The input tax credit is usually an amount that is equal to the GST payable (by the vendor) on the thing supplied. However, in some cases, such as where GST is assessed under the margin scheme, no input tax credit is available to a purchaser.

It follows as a consequence that the net cost of land to a purchaser can differ from the net benefit realised for that land by the vendor.


Section 6A(1) of the Valuation of land Act provides:

The land value of land is the capital sum which the…land might be expected to realise if offered for sale on such reasonable terms and conditions as a bona fide seller would require, assuming that the improvements, if any…had not been made. [my emphasis]

Storage Equities challenged the assessment of the Valuer-General under s6A(1) on grounds that the assessed value included a GST component. It argued that the sale price of the land inclusive of GST did not represent or afford evidence of the value of land to the vendor because the GST component was not ‘realised’ by the vendor, but rather remitted to the ATO. Therefore the amount ‘realised’ under s6A(1) must be the amount paid, ‘net’ of GST.

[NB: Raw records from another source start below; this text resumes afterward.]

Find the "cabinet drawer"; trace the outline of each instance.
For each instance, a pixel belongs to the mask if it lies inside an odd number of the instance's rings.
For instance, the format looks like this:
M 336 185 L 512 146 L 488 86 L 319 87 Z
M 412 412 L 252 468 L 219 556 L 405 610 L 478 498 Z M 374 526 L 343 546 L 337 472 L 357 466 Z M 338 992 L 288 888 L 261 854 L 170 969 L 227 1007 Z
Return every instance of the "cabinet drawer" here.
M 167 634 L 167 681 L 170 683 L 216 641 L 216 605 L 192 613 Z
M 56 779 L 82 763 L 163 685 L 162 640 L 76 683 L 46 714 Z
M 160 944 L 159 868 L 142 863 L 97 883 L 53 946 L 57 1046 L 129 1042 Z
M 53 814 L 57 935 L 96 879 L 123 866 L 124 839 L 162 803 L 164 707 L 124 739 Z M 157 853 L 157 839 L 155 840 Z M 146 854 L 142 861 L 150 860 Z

Craig J rejected Storage Equities’ argument.

The hypothetical value of land under s6A(1) was to be determined  in accordance with the well know test in Spencer v The Commonwealth of Australia [1907] HCA 82. In summary, that test requires the determination of the price on a given day that a desirous purchaser and a willing vendor would have come together on, for the hypothetical unimproved land.

Craig J held that the amount actually paid by the purchaser must be the sum ‘realised’ by the vendor, regardless of whether or not some of that amount represents GST which must be remitted by the vendor to the ATO.

This was because His Honour found that there must be a unity of ‘value’ for the purposes of s6A(1) and that this could only be achieved if the ‘value’ is the sum realised by the vendor being the same amount as is paid by the purchaser (at [45]).

In that context, whether or not a purchaser can obtain an input tax credit for the GST component of the purchase price, the amount actually paid is clearly the purchaser’s liability. If so, the price ‘realised’ from the perspective of the vendor could not be anything different, ie, a price ‘net’ of GST.

In summary, therefore, whether or not the vendor is required to remit a component of the price as GST to the ATO and whether or not the purchaser is entitled to an input tax credit, is irrelevant for the purpose of determining value under s6A(1).


The task confronting valuers comparing sales data for the purposes of s6A(1) will be assisted by Craig J’s approach. It will not be necessary for valuers to enquire about the circumstances of a sale in order to determine whether or not GST was payable and therefore how the sale is to be treated compared to others.

It is less clear how this will affect future ratings valuations carried out under s6A(1). This will depend on the prevailing practice of valuers to date. It could, potentially lead to a general increase in valuations if there has been a wide spread practice of excluding the GST component of sales.